While some of my topical eye medications only needed to be applied for the first week after surgery, Azopt and Prednefrin Forte eye drops had to be used post-surgically for four and eight weeks, respectively. Of course I understand the reason for this, but nevertheless, instilling eye drops four times a day for eight weeks is a long time, and quite an intrusion into one’s lifestyle. I stayed at home for two weeks following my revision vitrectomy surgery, and taking these medications while domiciled was not really a problem. Having to remember to apply the drops at work and when going about leisurely activities on the weekend for the next six weeks was the problem!

I guess the whole point of this particular blog is that, as eye care practitioners, we shouldn’t take for granted the potential difficulties regarding the use of eye drops and ointments that confront our patients.

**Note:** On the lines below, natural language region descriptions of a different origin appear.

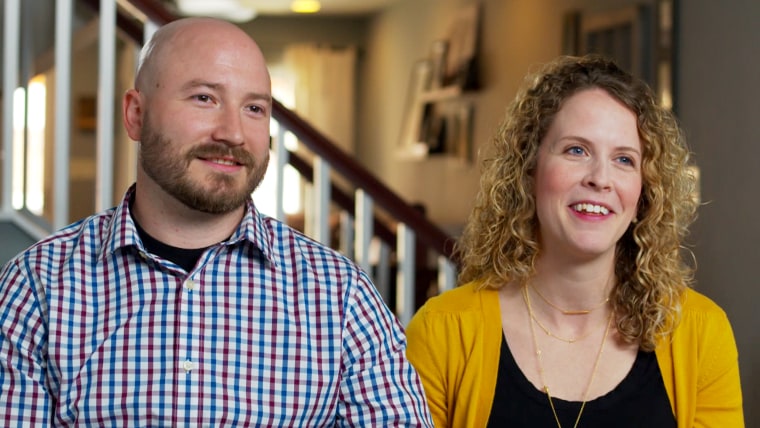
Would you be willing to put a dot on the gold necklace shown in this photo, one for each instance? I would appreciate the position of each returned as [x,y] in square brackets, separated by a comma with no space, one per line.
[541,368]
[569,311]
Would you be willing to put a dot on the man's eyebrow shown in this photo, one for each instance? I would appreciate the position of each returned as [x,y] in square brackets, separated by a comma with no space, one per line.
[198,83]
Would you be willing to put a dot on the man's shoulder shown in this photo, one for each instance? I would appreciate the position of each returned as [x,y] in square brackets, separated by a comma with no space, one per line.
[288,242]
[84,235]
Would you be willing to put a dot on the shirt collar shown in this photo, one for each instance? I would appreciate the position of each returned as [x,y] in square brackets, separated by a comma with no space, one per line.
[122,232]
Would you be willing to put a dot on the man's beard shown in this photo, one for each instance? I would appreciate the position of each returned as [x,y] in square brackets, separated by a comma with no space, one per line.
[218,193]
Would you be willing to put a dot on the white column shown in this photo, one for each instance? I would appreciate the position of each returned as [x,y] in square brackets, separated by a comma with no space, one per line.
[106,95]
[11,41]
[62,159]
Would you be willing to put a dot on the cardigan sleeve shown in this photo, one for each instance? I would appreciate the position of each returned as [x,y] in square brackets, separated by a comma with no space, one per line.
[700,367]
[719,397]
[427,360]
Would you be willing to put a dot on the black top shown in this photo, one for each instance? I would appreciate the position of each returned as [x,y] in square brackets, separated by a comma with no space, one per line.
[640,400]
[183,257]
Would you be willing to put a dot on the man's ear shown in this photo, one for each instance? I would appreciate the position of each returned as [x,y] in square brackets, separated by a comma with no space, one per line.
[132,113]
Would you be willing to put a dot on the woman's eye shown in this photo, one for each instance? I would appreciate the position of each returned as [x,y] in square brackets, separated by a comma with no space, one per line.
[626,160]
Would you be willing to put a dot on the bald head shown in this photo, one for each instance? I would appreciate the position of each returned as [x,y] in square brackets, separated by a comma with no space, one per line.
[179,39]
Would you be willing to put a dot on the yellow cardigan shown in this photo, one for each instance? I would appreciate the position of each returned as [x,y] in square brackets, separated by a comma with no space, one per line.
[455,338]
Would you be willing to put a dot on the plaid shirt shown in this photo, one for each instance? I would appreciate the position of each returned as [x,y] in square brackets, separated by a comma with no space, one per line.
[269,329]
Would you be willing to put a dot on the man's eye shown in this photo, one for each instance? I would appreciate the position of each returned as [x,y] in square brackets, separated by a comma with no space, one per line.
[256,109]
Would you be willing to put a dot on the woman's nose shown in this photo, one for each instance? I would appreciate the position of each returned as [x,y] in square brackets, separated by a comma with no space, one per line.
[598,176]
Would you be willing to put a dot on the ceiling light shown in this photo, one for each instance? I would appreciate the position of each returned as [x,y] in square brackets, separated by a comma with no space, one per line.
[230,10]
[305,6]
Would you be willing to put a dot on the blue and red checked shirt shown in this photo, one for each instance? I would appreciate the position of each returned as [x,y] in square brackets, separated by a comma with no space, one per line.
[269,329]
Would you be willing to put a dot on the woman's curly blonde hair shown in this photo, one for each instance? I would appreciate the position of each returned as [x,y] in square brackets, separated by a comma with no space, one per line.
[499,244]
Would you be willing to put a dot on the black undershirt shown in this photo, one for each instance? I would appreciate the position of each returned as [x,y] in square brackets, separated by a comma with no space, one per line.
[640,400]
[186,258]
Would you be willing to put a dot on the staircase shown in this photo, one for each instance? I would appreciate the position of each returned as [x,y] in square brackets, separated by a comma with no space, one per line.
[408,257]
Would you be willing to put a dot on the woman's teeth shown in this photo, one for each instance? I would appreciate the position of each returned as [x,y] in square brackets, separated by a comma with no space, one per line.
[591,208]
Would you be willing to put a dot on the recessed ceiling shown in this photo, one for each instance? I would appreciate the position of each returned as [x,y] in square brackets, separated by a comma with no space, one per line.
[329,7]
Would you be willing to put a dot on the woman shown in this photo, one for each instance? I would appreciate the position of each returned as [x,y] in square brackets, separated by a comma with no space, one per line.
[575,307]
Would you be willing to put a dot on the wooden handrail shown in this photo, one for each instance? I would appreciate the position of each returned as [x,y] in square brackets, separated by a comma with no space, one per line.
[427,232]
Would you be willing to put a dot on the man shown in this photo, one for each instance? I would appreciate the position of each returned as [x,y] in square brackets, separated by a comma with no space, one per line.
[183,306]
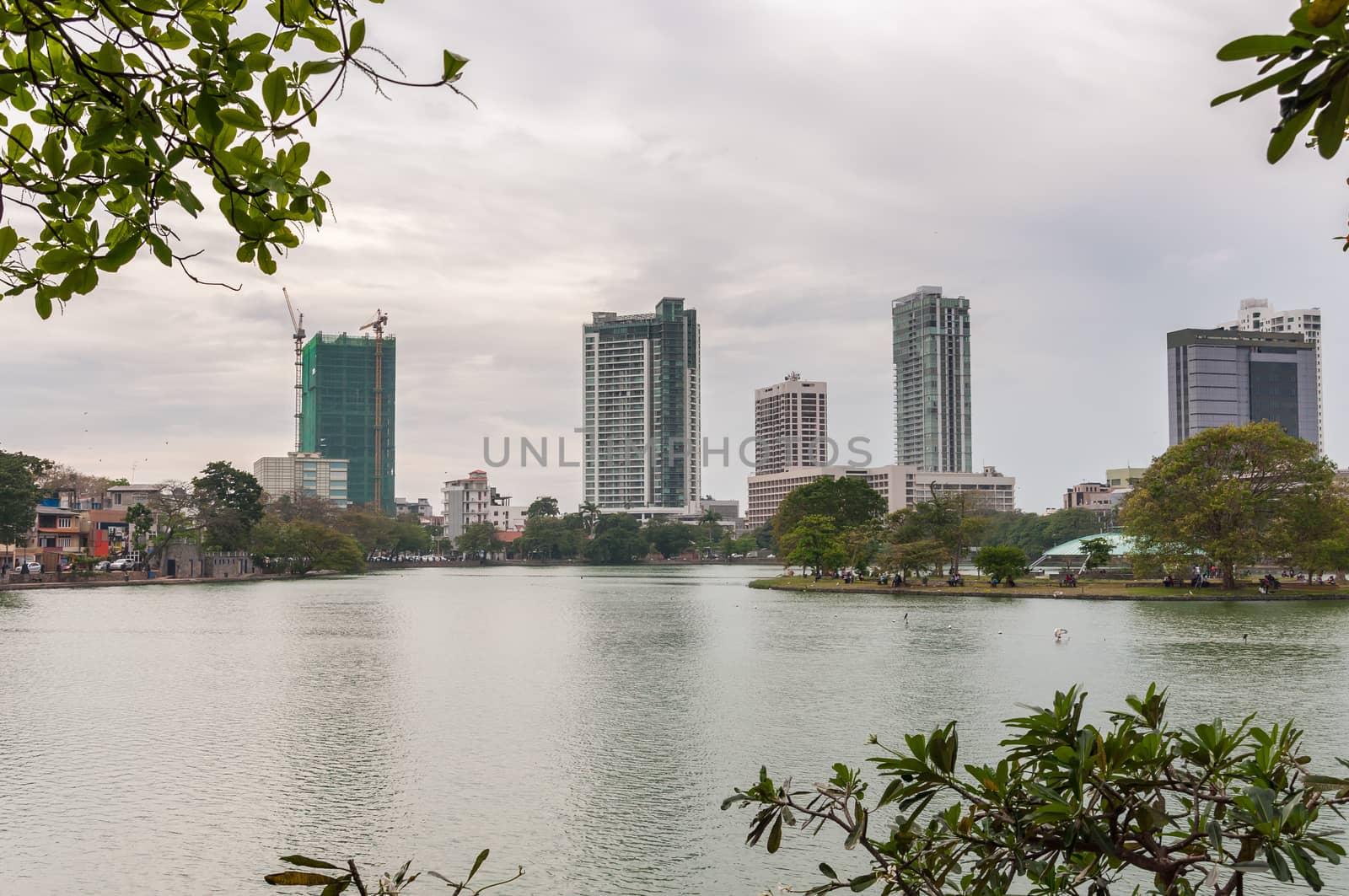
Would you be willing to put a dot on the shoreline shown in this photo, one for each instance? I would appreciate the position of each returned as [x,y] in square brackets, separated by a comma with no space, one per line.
[1045,594]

Instilling eye drops and ointments into another person’s eye is easy. We do it all the time in routine clinical practice. We could do it in our sleep. But self-administration of eye drops and ointments – in terms of application technique, logistical organisation and lifestyle intrusion – can be a real challenge, as this professor of optometry found out.

Professor Nathan Efron is a researcher at the Institute of Health and Biomedical Innovation and School of Optometry and Vision Science, Queensland University of Technology. He is currently president of the Australian College of Optometry and vice-president of the International Society for Contact Lens Research.